Four justifié à sa sortie, le film a néanmoins bénéficié d’un étonnant regain d’intérêt ultérieurement, sans doute justifié par sa liberté de ton et quelques trouvailles visuelles, même si elles sont noyées sous des tonnes de choucroute à la crème Chantilly. Et de fait, si le film est coupable de haute-trahison vis-à-vis du roman, il a su imposer quelques images fortes dont il est difficile de se défaire dans l’iconographie dunesque, tout particulièrement celle des vers des sables et des révérendes-mères.
Dernier élément à sauver du naufrage lynchien : la musique du film, composée par le groupe de rock californien Toto (!!!) – dont Lynch ne voulait d’ailleurs pas, mais qui lui a été imposé par la production – et qui parvient à donner au film une dimension supplémentaire, ample, monumentale, à la fois très simplement et sans tomber dans la bête illustration.
À noter qu’une version longue, entièrement remontée et découpée, et reniée par Lynch, a été diffusée en série à la télévision, mais n’en ayant vu que de courts extraits, je ne me prononcerai pas à son sujet.
Les fans de l’œuvre romanesque ayant hurlé à l’hérésie devant ce dégueulando écœurant, l’adaptation restait donc à faire.
C’est ce qu’entreprit de réaliser John Harrison en 2000 pour la chaîne Sci Fi : créer une adaptation aussi fidèle que possible, de sorte que le scénario, riche, fasse passer une réalisation dont on sent qu’elle n’a pas bénéficié d’un budget suffisant.
Le résultat est très acceptable : s’étirant sur 3 épisodes pour un total de 4 heures et 30 minutes, le scénario a le temps de se développer et d’explorer nombre d’aspects totalement passés sous silence (étouffés ?) dans le film de Lynch, alors qu’ils sont absolument indispensables à une bonne compréhension des événements.

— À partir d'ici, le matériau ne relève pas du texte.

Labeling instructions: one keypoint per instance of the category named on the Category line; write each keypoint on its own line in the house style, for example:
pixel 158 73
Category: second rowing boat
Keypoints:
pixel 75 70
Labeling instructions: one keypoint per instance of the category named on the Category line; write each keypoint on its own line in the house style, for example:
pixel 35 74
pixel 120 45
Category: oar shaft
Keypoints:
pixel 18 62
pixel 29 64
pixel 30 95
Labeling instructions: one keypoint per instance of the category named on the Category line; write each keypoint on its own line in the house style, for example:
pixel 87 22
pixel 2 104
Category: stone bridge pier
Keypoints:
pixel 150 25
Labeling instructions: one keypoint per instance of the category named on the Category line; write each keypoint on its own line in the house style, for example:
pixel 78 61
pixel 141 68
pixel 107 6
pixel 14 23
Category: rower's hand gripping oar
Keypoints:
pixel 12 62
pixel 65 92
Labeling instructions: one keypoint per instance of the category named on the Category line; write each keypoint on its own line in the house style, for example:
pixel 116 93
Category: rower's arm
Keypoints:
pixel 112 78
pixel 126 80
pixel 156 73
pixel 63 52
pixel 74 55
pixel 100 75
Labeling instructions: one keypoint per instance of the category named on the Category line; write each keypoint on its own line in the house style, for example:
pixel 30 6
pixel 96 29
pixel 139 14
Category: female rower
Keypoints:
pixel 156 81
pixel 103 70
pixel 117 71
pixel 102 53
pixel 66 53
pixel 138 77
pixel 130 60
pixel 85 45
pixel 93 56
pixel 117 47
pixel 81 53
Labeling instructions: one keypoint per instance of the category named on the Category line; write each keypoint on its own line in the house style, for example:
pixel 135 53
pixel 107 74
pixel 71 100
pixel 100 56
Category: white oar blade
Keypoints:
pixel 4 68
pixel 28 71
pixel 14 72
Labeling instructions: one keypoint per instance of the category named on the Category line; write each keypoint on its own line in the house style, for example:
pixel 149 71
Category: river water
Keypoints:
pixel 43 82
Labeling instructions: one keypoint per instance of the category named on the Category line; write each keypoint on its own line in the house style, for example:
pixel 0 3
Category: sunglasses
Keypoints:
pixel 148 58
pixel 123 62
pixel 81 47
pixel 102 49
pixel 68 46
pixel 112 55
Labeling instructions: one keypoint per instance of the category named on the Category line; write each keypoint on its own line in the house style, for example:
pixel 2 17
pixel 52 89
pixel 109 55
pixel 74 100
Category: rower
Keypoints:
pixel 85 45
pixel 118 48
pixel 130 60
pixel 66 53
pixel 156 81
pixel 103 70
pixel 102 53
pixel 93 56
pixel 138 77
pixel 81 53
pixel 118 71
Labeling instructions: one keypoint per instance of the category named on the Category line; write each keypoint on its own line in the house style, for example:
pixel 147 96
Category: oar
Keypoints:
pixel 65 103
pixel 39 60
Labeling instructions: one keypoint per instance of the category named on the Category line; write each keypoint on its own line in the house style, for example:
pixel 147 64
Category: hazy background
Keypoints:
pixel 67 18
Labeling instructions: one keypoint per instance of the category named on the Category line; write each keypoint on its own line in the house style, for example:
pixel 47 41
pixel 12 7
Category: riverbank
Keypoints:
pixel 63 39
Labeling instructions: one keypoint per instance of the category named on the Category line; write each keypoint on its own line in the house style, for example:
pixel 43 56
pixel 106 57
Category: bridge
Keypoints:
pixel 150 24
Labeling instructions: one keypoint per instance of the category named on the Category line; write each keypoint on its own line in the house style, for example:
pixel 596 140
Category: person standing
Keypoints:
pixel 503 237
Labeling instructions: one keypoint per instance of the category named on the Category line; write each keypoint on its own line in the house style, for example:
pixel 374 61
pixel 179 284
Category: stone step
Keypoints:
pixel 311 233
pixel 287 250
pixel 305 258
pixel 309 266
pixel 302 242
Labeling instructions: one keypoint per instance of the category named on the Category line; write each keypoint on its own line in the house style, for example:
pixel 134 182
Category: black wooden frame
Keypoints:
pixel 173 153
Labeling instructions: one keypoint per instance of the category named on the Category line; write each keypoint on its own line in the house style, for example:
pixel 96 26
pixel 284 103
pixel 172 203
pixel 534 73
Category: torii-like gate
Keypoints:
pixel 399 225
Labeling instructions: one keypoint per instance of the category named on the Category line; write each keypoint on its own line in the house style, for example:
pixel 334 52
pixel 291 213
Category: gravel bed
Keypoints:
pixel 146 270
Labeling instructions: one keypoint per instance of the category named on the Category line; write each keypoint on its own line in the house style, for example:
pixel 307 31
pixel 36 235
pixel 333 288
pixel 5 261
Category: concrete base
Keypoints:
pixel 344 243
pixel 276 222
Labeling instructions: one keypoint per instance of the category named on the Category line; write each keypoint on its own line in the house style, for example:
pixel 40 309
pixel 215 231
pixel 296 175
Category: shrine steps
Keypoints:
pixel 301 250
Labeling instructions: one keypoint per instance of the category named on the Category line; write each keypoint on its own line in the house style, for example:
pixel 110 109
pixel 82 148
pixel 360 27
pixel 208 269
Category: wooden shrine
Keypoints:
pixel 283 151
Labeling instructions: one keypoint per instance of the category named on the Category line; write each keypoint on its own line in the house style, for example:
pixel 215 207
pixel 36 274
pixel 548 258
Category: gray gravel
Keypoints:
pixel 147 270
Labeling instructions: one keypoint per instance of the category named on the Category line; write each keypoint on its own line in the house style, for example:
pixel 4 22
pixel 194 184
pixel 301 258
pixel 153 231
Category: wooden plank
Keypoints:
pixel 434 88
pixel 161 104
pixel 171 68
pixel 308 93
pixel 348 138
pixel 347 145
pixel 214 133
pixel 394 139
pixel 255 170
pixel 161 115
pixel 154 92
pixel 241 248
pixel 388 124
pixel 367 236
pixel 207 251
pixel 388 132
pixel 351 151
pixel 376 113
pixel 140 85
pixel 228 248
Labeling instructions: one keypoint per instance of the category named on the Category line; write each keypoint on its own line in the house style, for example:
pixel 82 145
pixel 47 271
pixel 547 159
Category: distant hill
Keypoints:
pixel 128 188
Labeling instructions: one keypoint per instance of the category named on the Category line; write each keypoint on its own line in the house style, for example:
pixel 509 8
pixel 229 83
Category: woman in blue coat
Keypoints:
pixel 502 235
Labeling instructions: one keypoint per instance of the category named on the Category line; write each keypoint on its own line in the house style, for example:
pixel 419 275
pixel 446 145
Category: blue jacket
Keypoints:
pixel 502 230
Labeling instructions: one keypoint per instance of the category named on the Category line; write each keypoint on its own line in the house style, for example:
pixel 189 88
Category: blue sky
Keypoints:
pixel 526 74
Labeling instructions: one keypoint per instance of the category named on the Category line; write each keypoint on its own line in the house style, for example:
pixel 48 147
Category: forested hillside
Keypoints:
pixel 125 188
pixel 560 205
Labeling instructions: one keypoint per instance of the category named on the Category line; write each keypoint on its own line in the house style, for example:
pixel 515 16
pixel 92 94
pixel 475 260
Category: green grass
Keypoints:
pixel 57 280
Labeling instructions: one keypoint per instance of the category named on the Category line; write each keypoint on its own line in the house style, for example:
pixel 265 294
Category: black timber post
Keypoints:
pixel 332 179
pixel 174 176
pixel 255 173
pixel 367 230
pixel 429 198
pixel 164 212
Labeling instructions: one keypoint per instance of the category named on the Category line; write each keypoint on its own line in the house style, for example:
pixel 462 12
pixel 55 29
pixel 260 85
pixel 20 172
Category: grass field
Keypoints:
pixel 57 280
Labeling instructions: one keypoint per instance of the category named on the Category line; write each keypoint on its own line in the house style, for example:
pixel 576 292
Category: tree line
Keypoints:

Un casting honnête et une réalisation qui se fait discrète permettent effectivement de mieux coller au roman et de pardonner les scènes d’effets spéciaux dignes d’un jeu vidéo de l’époque.
Le résultat étant à la hauteur des espérances, une suite tout aussi honorable fut tournée en 2003, basée sur les deux courts romans qui continuent Dune : « Le Messie de Dune » et « Les Enfants de Dune », toujours adaptée par John Harrison, mais dans une réalisation un peu plus léchée de Greg Yaitanes (qui réalisera plus tard une bonne partie des épisodes de… Dr House).
Toutefois, le GRAND FILM de Dune restait à faire.
Les droits du livre ayant été rachetés en 2016, la machine put se mettre en branle, et c’est le canadien Denis Villeneuve, fort de ses succès précédents (Sicario, Premier Contact, Blade Runner 2049) qui fut choisi pour réaliser LE film.
Villeneuve étant un fervent admirateur du roman (« a longstanding dream of mine is to adapt Dune »), on ne peut a priori que se réjouir de ce choix.
Et alors qu’il a obtenu un budget plutôt confortable (même s’il reste deux à trois fois moins cher qu’un film sous licence Disney genre Pirates des Caraïbes ou Avengers) et la possibilité de scinder l’histoire en deux parties pour mieux en développer tous les aspects, est-on arrivé au bout de nos peines et pouvons-nous enfin nous régaler de l’adaptation tant attendue ?
Eh bien non.
Car sans être un fiasco total comme avait pu l’être l’immonde diarrhée lynchienne, le film de Villeneuve, tout du moins dans sa première partie (et rien ne dit qu’il y en aura une seconde), passe complètement à côté de l’objectif.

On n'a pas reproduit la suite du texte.